Of course, there is no such thing as a free lunch. There will always be some things that have disadvantages and nothing is perfect.
This applies to this camera, but the issues I will discuss below are quite controversial in astrophotography communities because no one is quite sure just how bad these issues are or if they are worth reconsidering buying the camera over. In my opinion, however, they are quite minor.
In no particular order:
- The small size of the camera’s pixels, while allowing for a higher resolution image, means that each pixel takes in less light than a similar larger pixel because the surface area is smaller. This is a trade-off of having a higher resolution sensor.

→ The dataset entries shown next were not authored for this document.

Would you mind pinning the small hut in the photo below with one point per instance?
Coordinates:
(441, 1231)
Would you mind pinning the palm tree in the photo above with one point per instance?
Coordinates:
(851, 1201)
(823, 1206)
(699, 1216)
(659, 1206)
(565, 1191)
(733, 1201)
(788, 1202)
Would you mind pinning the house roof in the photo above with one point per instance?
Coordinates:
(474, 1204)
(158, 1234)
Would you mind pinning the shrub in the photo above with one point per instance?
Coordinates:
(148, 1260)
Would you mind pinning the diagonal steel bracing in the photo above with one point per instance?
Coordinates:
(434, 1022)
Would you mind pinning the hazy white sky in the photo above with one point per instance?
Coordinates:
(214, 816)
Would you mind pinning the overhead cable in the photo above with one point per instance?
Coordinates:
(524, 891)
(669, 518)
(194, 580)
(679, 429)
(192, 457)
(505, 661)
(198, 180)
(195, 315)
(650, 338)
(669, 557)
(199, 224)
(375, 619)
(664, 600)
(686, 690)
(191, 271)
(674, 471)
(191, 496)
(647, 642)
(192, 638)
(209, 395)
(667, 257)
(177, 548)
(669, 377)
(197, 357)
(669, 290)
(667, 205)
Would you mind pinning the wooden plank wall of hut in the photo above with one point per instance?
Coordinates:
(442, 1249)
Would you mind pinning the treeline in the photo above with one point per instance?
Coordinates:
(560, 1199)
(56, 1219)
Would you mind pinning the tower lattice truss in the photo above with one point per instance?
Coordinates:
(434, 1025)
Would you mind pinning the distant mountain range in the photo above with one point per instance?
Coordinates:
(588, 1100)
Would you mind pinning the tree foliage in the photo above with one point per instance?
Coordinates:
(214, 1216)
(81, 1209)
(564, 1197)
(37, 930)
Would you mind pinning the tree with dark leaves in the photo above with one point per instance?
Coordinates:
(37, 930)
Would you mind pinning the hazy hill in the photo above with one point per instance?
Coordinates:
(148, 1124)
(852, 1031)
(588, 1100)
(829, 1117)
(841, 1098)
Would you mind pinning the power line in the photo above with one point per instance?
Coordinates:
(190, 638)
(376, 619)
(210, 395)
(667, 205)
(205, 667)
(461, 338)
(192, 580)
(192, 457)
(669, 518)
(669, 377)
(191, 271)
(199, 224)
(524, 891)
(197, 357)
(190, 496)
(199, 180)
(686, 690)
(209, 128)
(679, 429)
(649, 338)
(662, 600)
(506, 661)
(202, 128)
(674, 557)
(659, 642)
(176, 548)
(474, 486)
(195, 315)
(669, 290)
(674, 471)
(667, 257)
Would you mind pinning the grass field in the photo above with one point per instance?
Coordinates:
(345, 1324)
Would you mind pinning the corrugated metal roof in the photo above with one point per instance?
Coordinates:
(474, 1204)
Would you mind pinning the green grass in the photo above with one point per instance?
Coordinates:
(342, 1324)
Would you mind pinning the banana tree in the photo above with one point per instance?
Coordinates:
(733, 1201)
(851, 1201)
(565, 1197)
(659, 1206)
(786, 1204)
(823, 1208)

- Another issue that can arise from this is that as the pixels are so tiny, you can reach your telescope’s maximum magnification or enhance before minor guiding issues, but that is more related to your telescope and mount. I believe that this is not a huge issue as the other factors of sensitivity make having smaller pixel sizes worth it.
- The sensor made by sony comes from the factory with a window preinstalled that can be harmful to astrophotography as it reflects light from bright stars back onto the filters and then the sensor. In most cases, you do not notice this issue as the objects in space are too dim to cause these reflections. When you do take photos of fairly bright stars or other bright objects you can see an ugly microlensing pattern projected onto the image around the area of the star.
- The sensor itself can not expose quite as bright as some other sensors without overexposing. This happens when your exposures are too long or the
gain is set too high, star cores in your image can become overexposed and all data is ruined in the cores. The implication of this is that cores of stars appear pure white in images.
To conclude my review of the ASI1600MM Pro, I would like to say that the features included in this camera make it an awesome tool to improve your images. The ASI1600MM Pro is easy to use for both beginners and high-level amateurs alike and has produced some of the best images in recent years. You can grab the camera and take photos without doing much, or go deep in-depth into the science behind CMOS sensors to get every inch of performance out of the camera, and it is sure to make you not regret your purchase.
The disadvantages the camera has can mostly be ignored but can sometimes be noticeable depending on what you are doing, but in my opinion, I would not let these annoyances distract you from the great value and performance of the ASI1600MM Pro.